I want to make a distinction on this point. It’s true that devoting ourselves to a rule of prayer will almost certainly change us. Even the act of making space in our lives for such a rule of necessity alters the rhythm of our days. On the other hand, I’m not willing to say that’s the purpose of Christian prayer rather than simply one of its effects.
Why am I making that distinction? I think, at least in part, it’s because I’ve followed many sorts of spiritual practices over the years, from Hindu meditation to tarot to transcendental meditation to various forms of power visualization. When you adopt any sort of spiritual practice, it of necessity shapes and changes you.
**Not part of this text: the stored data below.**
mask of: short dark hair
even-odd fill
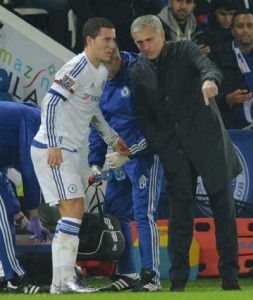
[[[213,1],[212,10],[215,11],[217,9],[225,9],[226,11],[236,10],[236,0],[216,0]]]
[[[114,29],[113,23],[106,18],[94,17],[89,18],[87,22],[83,26],[83,38],[84,38],[84,46],[86,46],[86,38],[87,36],[95,39],[100,32],[101,28],[110,28]]]
[[[234,21],[235,18],[239,15],[252,15],[251,11],[248,10],[247,8],[242,8],[242,9],[238,9],[235,14],[233,15],[233,19],[232,19],[232,26],[234,26]]]

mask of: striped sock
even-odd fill
[[[53,263],[52,284],[56,287],[59,287],[61,282],[61,265],[59,260],[59,247],[58,247],[59,246],[58,234],[59,234],[60,226],[61,226],[61,220],[59,220],[56,225],[54,238],[52,241],[52,263]]]
[[[58,233],[61,281],[66,283],[75,275],[81,220],[62,218]]]

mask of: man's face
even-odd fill
[[[238,45],[253,47],[253,15],[242,14],[234,19],[232,33]]]
[[[224,29],[229,29],[232,25],[232,19],[235,10],[226,10],[224,8],[218,8],[214,12],[216,21]]]
[[[171,11],[178,23],[184,24],[195,6],[194,0],[170,0]]]
[[[94,59],[99,63],[109,61],[116,46],[115,40],[115,29],[110,28],[101,28],[94,39],[88,37],[88,45],[92,49]]]
[[[157,33],[152,25],[146,25],[142,31],[133,33],[133,39],[146,58],[156,59],[163,47],[164,31]]]

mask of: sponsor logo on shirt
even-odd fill
[[[87,94],[87,93],[84,93],[82,98],[83,98],[83,100],[88,100],[90,98],[91,101],[100,101],[99,96],[92,96],[92,95]]]

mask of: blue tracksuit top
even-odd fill
[[[0,170],[14,167],[21,173],[28,209],[35,209],[40,203],[40,187],[30,156],[40,114],[40,107],[34,104],[0,102]]]
[[[129,52],[120,52],[123,59],[122,66],[113,80],[107,80],[101,96],[100,108],[110,126],[126,142],[133,157],[144,155],[150,150],[143,137],[139,122],[136,118],[133,94],[130,86],[129,73],[139,55]],[[96,164],[101,168],[104,165],[107,145],[91,126],[89,136],[89,165]]]

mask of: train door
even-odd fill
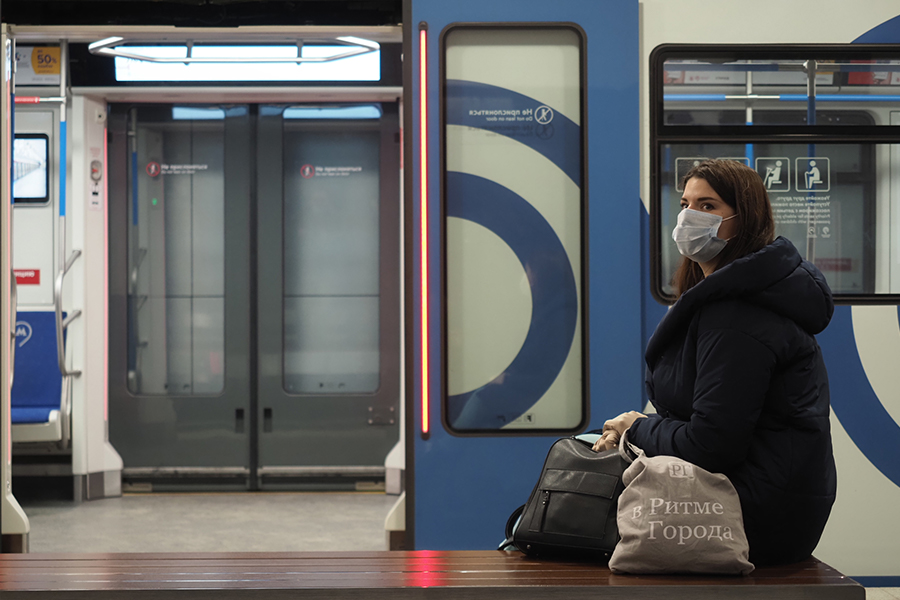
[[[396,105],[259,109],[259,481],[383,477],[399,434]]]
[[[396,108],[114,106],[110,127],[126,481],[382,477],[398,437]]]
[[[486,549],[641,404],[638,3],[404,5],[406,544]]]

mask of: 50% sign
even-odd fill
[[[31,68],[38,75],[59,74],[59,48],[39,46],[31,52]]]

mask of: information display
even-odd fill
[[[13,198],[16,202],[50,199],[50,142],[42,134],[17,134],[13,142]]]
[[[583,44],[569,26],[442,35],[451,431],[585,418]]]

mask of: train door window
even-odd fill
[[[651,57],[651,271],[672,302],[682,178],[724,158],[755,169],[776,235],[837,302],[900,294],[895,189],[900,53],[858,46],[677,46]]]
[[[891,111],[891,125],[900,126],[900,110]],[[887,153],[887,163],[890,165],[893,176],[890,178],[890,195],[891,195],[891,213],[895,215],[893,219],[887,219],[882,216],[880,227],[890,230],[892,227],[900,228],[900,144],[892,144]],[[897,259],[888,262],[889,273],[888,281],[900,281],[900,235],[891,236],[890,248],[888,254],[896,256]]]
[[[587,419],[584,34],[441,34],[443,418],[455,433]]]
[[[225,113],[131,111],[129,378],[133,394],[224,386]]]
[[[671,233],[677,222],[681,177],[687,170],[706,158],[733,158],[757,169],[763,178],[775,235],[790,239],[814,262],[835,293],[875,292],[875,238],[864,234],[875,229],[873,145],[667,144],[660,152],[663,232]],[[817,168],[820,181],[814,183]],[[681,255],[671,236],[662,241],[662,270],[671,277]],[[667,282],[663,290],[673,293]]]
[[[290,118],[290,117],[294,118]],[[378,118],[284,120],[284,390],[378,389]],[[346,125],[346,124],[345,124]]]

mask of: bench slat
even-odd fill
[[[360,590],[394,599],[865,598],[862,586],[815,559],[747,577],[697,577],[613,575],[587,562],[492,551],[0,555],[4,600],[112,599],[128,590],[154,600],[342,599]]]

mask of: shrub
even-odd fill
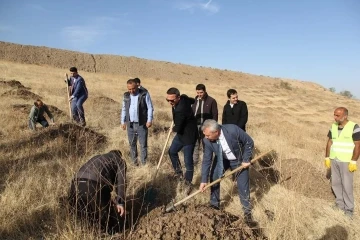
[[[352,95],[352,93],[348,90],[345,90],[345,91],[341,91],[339,93],[341,96],[344,96],[344,97],[347,97],[347,98],[353,98],[354,95]]]
[[[292,90],[291,84],[288,82],[281,81],[280,82],[280,88],[284,88],[287,90]]]
[[[334,87],[329,88],[330,92],[336,92],[336,89]]]

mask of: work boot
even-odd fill
[[[211,204],[211,203],[210,203],[208,206],[209,206],[209,208],[212,208],[212,209],[214,209],[214,210],[220,210],[220,207],[219,207],[219,206],[213,205],[213,204]]]
[[[345,216],[349,219],[349,220],[353,220],[354,217],[354,213],[352,211],[344,211]]]
[[[250,224],[250,223],[254,222],[251,213],[245,213],[244,221],[246,224]]]
[[[185,180],[185,183],[184,183],[185,195],[189,196],[192,190],[193,190],[193,185],[191,184],[191,182]]]
[[[170,176],[170,179],[182,182],[184,180],[184,176],[182,173],[174,173],[172,176]]]
[[[86,122],[85,122],[85,121],[80,121],[80,126],[85,127],[85,126],[86,126]]]

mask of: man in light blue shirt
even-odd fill
[[[127,81],[128,91],[124,93],[121,127],[127,129],[131,160],[138,165],[137,139],[139,138],[141,163],[147,160],[148,128],[153,121],[154,108],[148,91],[139,89],[134,79]]]

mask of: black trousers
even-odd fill
[[[69,203],[72,212],[101,232],[110,234],[123,229],[123,219],[111,202],[111,187],[88,179],[74,179]]]

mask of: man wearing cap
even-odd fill
[[[65,81],[70,88],[69,101],[71,102],[72,116],[76,123],[85,127],[86,121],[83,104],[88,98],[88,90],[84,78],[78,74],[76,67],[70,68],[70,74],[71,76],[68,78],[68,74],[65,73]]]

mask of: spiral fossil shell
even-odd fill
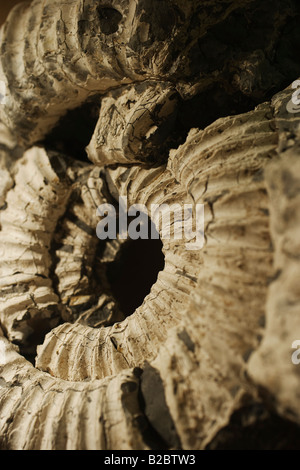
[[[235,8],[224,5],[220,18]],[[265,396],[299,424],[299,374],[287,360],[299,329],[300,118],[286,108],[292,88],[192,129],[160,159],[183,93],[174,84],[180,67],[172,75],[168,62],[179,26],[174,52],[165,38],[147,36],[143,2],[111,6],[110,25],[100,12],[88,33],[94,2],[58,8],[35,0],[2,30],[1,73],[16,85],[0,115],[0,448],[203,449],[235,411]],[[193,13],[188,3],[187,17]],[[16,49],[24,25],[30,34]],[[145,41],[136,51],[137,30]],[[184,87],[192,93],[191,83]],[[66,107],[98,94],[91,162],[39,142]],[[46,99],[47,112],[37,111]],[[30,148],[21,152],[20,143]],[[195,251],[158,227],[164,267],[128,317],[105,271],[123,242],[99,250],[96,236],[97,207],[119,197],[149,213],[153,204],[203,204],[205,215],[205,243]],[[36,345],[33,365],[25,356]]]
[[[32,373],[40,374],[39,377],[49,381],[50,372],[53,376],[51,381],[54,381],[56,387],[59,387],[61,380],[72,384],[75,382],[82,393],[88,394],[92,384],[98,381],[101,384],[103,381],[104,384],[107,380],[112,380],[108,377],[119,377],[119,374],[120,377],[127,377],[130,370],[143,367],[145,360],[149,363],[154,361],[151,367],[159,371],[163,381],[167,381],[166,400],[173,419],[176,416],[177,433],[183,447],[191,445],[191,436],[185,427],[185,421],[188,421],[187,417],[192,413],[193,420],[197,416],[198,422],[203,413],[200,413],[199,406],[205,406],[206,397],[211,399],[215,393],[216,403],[222,403],[222,407],[210,409],[209,416],[205,415],[203,422],[200,420],[202,424],[198,422],[195,426],[203,427],[202,432],[206,434],[207,428],[211,429],[211,423],[217,416],[219,419],[220,416],[226,419],[230,408],[238,401],[237,397],[245,393],[243,388],[247,388],[238,371],[246,367],[249,349],[257,349],[259,346],[257,336],[261,332],[260,318],[265,311],[268,279],[273,275],[269,197],[263,176],[264,167],[276,156],[278,143],[277,132],[272,126],[274,118],[269,117],[270,110],[269,104],[261,105],[248,114],[219,120],[204,131],[193,131],[187,142],[173,151],[167,168],[149,170],[133,166],[129,169],[120,167],[105,170],[102,177],[108,181],[110,191],[126,194],[129,202],[131,198],[145,204],[166,202],[168,197],[174,201],[176,192],[179,199],[194,197],[198,203],[203,202],[207,210],[205,247],[196,256],[191,256],[190,252],[180,247],[178,241],[174,241],[173,246],[168,241],[164,248],[165,268],[144,304],[131,317],[102,329],[81,325],[80,322],[58,326],[38,348],[36,367],[40,372],[26,363]],[[260,148],[259,152],[257,148]],[[45,157],[43,150],[33,149],[31,152],[42,153]],[[11,190],[12,193],[15,188]],[[165,188],[168,188],[167,193]],[[265,261],[263,264],[262,259]],[[197,287],[193,279],[198,280]],[[234,290],[230,290],[230,283],[235,286]],[[225,290],[228,294],[220,296],[220,290]],[[184,304],[187,304],[191,293],[194,293],[194,300],[185,310]],[[218,303],[218,299],[221,303]],[[167,315],[164,305],[171,306]],[[199,311],[202,312],[201,316],[197,314]],[[224,327],[220,330],[217,325],[220,325],[223,317],[227,318],[228,326],[225,330]],[[244,326],[241,325],[242,319]],[[208,329],[211,330],[209,336]],[[178,351],[174,351],[171,341],[176,334],[181,345]],[[199,335],[202,337],[201,346]],[[113,342],[112,338],[116,341]],[[217,360],[218,351],[222,347],[229,347],[230,351],[230,359],[227,355],[223,366],[220,362],[222,356]],[[163,360],[160,361],[161,356]],[[19,360],[23,361],[21,358]],[[181,361],[184,361],[184,367],[180,366]],[[196,366],[198,361],[202,364],[200,367]],[[189,376],[185,387],[191,387],[189,395],[193,405],[189,403],[184,416],[180,415],[180,410],[176,407],[175,397],[180,393],[184,394],[185,387],[178,385],[181,390],[174,396],[174,391],[171,392],[168,385],[170,380],[176,382],[178,368]],[[147,372],[144,373],[146,380]],[[194,380],[197,384],[199,377],[201,380],[205,377],[206,384],[207,381],[212,383],[210,396],[205,394],[205,390],[201,393],[201,389],[194,389],[193,376],[198,377],[198,380]],[[88,384],[85,384],[86,380]],[[221,389],[216,387],[215,381],[222,382]],[[84,387],[87,387],[86,391]],[[34,401],[37,400],[34,390],[36,387],[30,387],[33,394],[30,397],[32,405],[27,404],[28,409],[33,407],[32,412]],[[39,403],[41,393],[45,393],[46,400],[47,392],[43,385],[38,392]],[[93,394],[96,397],[95,391]],[[199,394],[201,405],[196,406]],[[102,400],[100,396],[102,395],[99,392],[98,400]],[[94,398],[91,403],[93,402]],[[21,402],[19,406],[22,407]],[[46,405],[45,408],[46,416],[49,416],[46,421],[51,440],[51,433],[57,435],[55,426],[60,424],[56,423]],[[76,412],[76,419],[84,419],[81,413]],[[98,416],[96,418],[98,420]],[[219,425],[220,421],[215,427]],[[175,439],[174,435],[170,436],[171,442],[172,439]],[[31,446],[50,446],[45,443],[33,444],[34,440],[30,442]],[[10,441],[10,445],[27,446],[26,442],[21,443],[19,440]],[[76,447],[79,444],[64,445]],[[85,442],[83,446],[85,445],[93,448],[95,444],[91,441]],[[195,447],[198,445],[198,442],[193,444]]]
[[[63,5],[35,0],[17,6],[1,33],[0,79],[9,98],[1,120],[18,129],[19,140],[28,146],[41,140],[66,109],[93,95],[151,79],[163,87],[172,76],[176,79],[176,71],[170,72],[172,60],[182,53],[182,42],[176,38],[187,31],[197,4],[185,7],[182,22],[176,5],[159,3],[154,15],[147,2],[133,0],[113,0],[109,8],[105,1],[91,0],[68,0]],[[220,19],[231,9],[225,2]],[[169,27],[152,34],[143,21],[145,10],[148,23],[169,15]],[[26,41],[18,47],[22,31],[27,31]],[[169,45],[171,32],[174,48]]]

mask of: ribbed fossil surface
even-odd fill
[[[256,425],[299,441],[299,7],[260,3],[34,0],[2,27],[1,449],[222,448]],[[236,45],[259,15],[261,43]],[[79,161],[55,136],[86,102]],[[164,261],[130,314],[111,280],[128,242],[97,237],[119,198],[204,207],[198,249],[151,221]]]

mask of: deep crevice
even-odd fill
[[[164,268],[162,246],[161,240],[128,240],[107,265],[111,292],[126,317],[142,305]]]
[[[139,378],[138,403],[142,415],[139,417],[137,424],[142,434],[143,440],[152,450],[168,450],[170,446],[168,446],[166,441],[152,426],[146,415],[146,403],[141,388],[141,376],[143,374],[143,369],[136,367],[133,370],[133,373],[136,377]]]
[[[94,133],[100,106],[99,97],[94,96],[82,106],[68,111],[46,136],[43,145],[49,150],[91,164],[85,148]]]
[[[253,403],[235,411],[206,450],[300,450],[300,426]]]
[[[155,436],[156,442],[164,445],[165,449],[181,450],[180,438],[166,402],[165,384],[159,371],[147,361],[140,376],[139,400],[151,431],[149,437]]]
[[[98,7],[97,13],[100,21],[101,32],[106,35],[114,34],[119,29],[119,24],[122,20],[121,13],[115,8],[111,7]]]

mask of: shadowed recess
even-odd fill
[[[299,450],[300,427],[274,414],[262,403],[233,413],[230,422],[206,450]]]
[[[94,133],[99,118],[100,104],[95,97],[69,111],[45,138],[43,145],[69,157],[91,163],[85,151]]]
[[[143,303],[164,268],[161,240],[128,240],[107,267],[107,279],[124,315]]]
[[[102,33],[106,35],[116,33],[122,20],[121,13],[115,8],[109,7],[98,7],[97,12]]]

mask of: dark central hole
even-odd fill
[[[118,259],[107,267],[112,294],[124,315],[129,316],[142,305],[164,268],[161,240],[128,240]]]
[[[118,10],[109,7],[99,7],[97,9],[100,20],[100,28],[103,34],[113,34],[119,29],[122,15]]]

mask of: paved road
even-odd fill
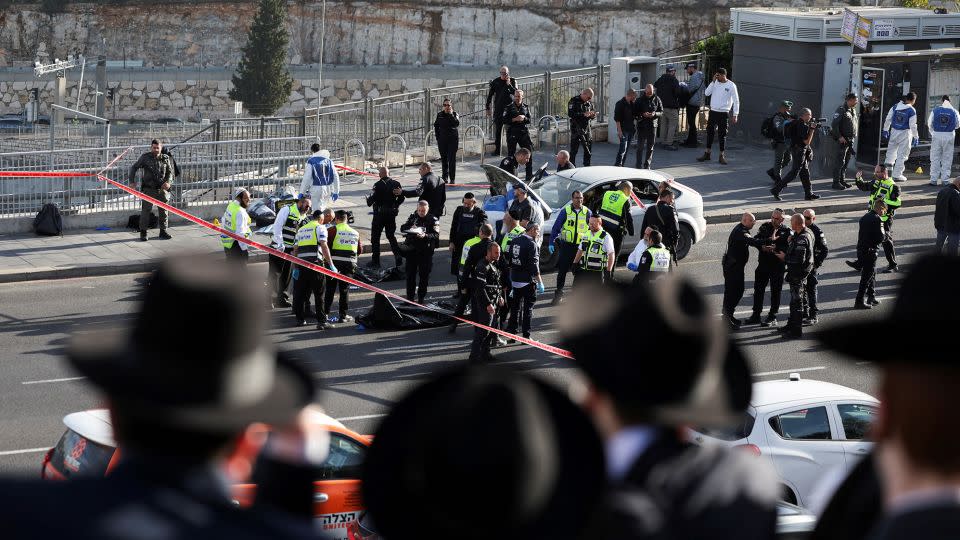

In some ways, it’s like adopting a physical regimen of exercise or practice. If you swim every day, you will generally become a better swimmer. If you lift weights, you will tend to become stronger. If you run, you will eventually become a runner. If you practice the regimen of P90X (first or second version) as my younger son has done for years, that regimen will shape your body.
There are Christian disciplines specifically designed to change us. Fasting, for instance, helps break the grip of the physical passions while almsgiving helps break the grip of the more pervasive and destructive passions like greed and envy.
But I don’t think that’s the central purpose of prayer, otherwise some form of Christian meditation would suffice. No, I believe prayer has a deeper purpose, one I’ll pursue in subsequent posts.